By Leon Neal,Saskia Koopman
Copyright cityam
The NHS and government have saved more than £1bn to date thanks to an AI-driven approach to home care.
HealthTech innovator Cera, which employs 10,000 carers and nurses delivering 2.5 million home visits per month, has developed predictive AI tools aimed at reducing avoidable hospital admissions, A&E attendances, and costly residential care referrals.
Dr Ben Maruthappu, Cera’s founder and chief executive, told City AM: “These figures show social care’s potential to act as the frontline of prevention for high-risk over-65s – easing NHS pressures at a time when the health service is stretched to breaking point.”
“Critically, they also show the power of technology and AI to save money, increase productivity and help transform public services – delivering better care, for less, at a time when every pound of Government spending is under pressure,” he added.
Cera’s AI tools, including falls prevention AI and the hospitalisation predict-prevent tool, use data gathered during home visits to spot health risks up to a week in advance, alerting staff to intervene in community settings.
“Just as banks use AI to spot fraudulent transactions quickly – we use AI to spot health risks early and take preventative action in the community”, Maruthappu explained.
The system reportedly allows carers to spend up to 25 per cent more time directly with patients than industry averages.
Faculty’s analysis estimates that Cera saves the NHS and government over £1.5m daily, translating to the equivalent cost of 25,000 nurse salaries for a year or 40m GP appointments.
Hugh Neylan, Head of Health at the Faculty, added that “these savings show the role AI and digitally-powered prevention can play in improving public finances, easing NHS pressures, and giving older and vulnerable people greater independence”.
Balancing promise with caution
While the figures are compelling, questions remain about scalability and real-world adoption across the public sector.
Funding and procurement structures for social care remain primarily oriented around time and volume, rather than outcomes.
Maruthappu acknowledged this, telling City AM: “Funding frameworks in care are currently set up to reward providers based on volume and time – that is, to reward quantity of care provided, over quality”.
“These frameworks need to change, to align financial incentives with innovation, prevention and patient health outcomes”.
There is also the question of AI’s reliability in such a sensitive sector as healthcare.
Cera reports over 80 per cent accuracy in predicting falls and hospitalisations up to seven days in advance, but safeguards depend heavily on staff intervention.

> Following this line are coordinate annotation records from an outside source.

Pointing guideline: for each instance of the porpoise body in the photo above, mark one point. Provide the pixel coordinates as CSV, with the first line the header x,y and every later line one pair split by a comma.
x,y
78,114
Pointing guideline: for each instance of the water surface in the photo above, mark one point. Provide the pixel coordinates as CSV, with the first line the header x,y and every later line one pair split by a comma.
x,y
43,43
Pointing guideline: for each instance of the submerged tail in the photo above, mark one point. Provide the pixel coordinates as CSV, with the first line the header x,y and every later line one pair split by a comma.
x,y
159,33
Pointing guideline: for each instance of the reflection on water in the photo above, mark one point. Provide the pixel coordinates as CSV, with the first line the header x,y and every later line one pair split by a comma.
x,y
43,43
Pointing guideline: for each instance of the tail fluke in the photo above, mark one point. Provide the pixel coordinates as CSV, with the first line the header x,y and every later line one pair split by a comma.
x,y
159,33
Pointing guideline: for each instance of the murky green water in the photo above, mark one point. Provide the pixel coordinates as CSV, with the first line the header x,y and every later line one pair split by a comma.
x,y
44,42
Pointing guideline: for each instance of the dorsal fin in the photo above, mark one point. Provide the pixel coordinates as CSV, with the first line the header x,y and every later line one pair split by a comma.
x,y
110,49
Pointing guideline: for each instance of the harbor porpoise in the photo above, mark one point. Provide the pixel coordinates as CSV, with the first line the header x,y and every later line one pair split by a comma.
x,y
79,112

“Our frontline staff are trained not to rely solely on tech”, said Maruthappu. Still, integrating predictive AI into diverse, sometimes fragmented care systems may introduce operational and ethical challenges.
The UK government has signalled interest in AI and digital transformation across the NHS, but investment and procurement processes remain slow-moving.
A recent report from techUK revealed that current approaches favour short-term, low-cost solutions over scalable, innovative models.
The research highlighted several key challenges hindering AI adoption in the public sector, including outdated IT systems, a shortage of AI-skilled personnel, and procurement practices that may limit innovation.
It also offered recommendations for overcoming these barriers, such as embedding senior digital leadership within departments, promoting transparency in AI usage, and investing in digital infrastructure and skills development.
Without systemic support, even high-performing initiatives like Cera may struggle to achieve national impact.
Despite these challenges, Maruthappu sees AI-driven home care as central to the future of healthcare.
“AI-powered home healthcare is the future, not just of social care, or care in the community, but of our whole approach to healthcare… AI-powered home healthcare will stand at the centre of our health service: playing a key role in patient monitoring, empowerment, wellbeing and prevention,” he explained.
The debate over AI in social care is now shifting from theoretical potential to practical implementation.
Cera’s model offers a glimpse of what could be achieved, but realising these benefits across the NHS will depend on careful oversight, regulatory frameworks, and sustainable funding.